I have a dataframe like this:
df:
col1 | col2 | col3
a1_123 | a1_232| blue
a1_123 | a1_832| orange
a1_143 | a1_232| orange
a1_963 | a1_202| purple
a1_000 | a1_912| blue
a1_863 | a1_402| blue
I want to write a function that creates a separate dataframe for each value in col3. The desired output should look something like this:
df_blue:
col1 | col2 | col3
a1_123 | a1_232| blue
a1_000 | a1_912| blue
a1_863 | a1_402| blue
df_orange:
col1 | col2 | col3
a1_123 | a1_832| orange
a1_143 | a1_232| orange
df_purple:
col1 | col2 | col3
a1_963 | a1_202| purple
I want to combine the filtering and the creation of dataframes in one function.
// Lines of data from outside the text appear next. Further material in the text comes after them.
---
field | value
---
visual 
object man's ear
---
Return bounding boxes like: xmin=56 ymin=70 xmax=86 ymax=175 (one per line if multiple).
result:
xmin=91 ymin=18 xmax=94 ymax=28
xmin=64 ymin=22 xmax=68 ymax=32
So far I have something for filtering
def df_filter(df_name, col_value, col_name):
'''
df: main dataframe
value: value to search
col: column to search for the value
'''
filt = (df_name[col_name] == col_value) # rows where col matches value
return df_name[filt]
value_list = df['col3'].unique().tolist()
for i in value_list:
something to create df with naming for mat of df_value_list unique value
What is the most efficient way to do this? My main dataframe can get pretty large.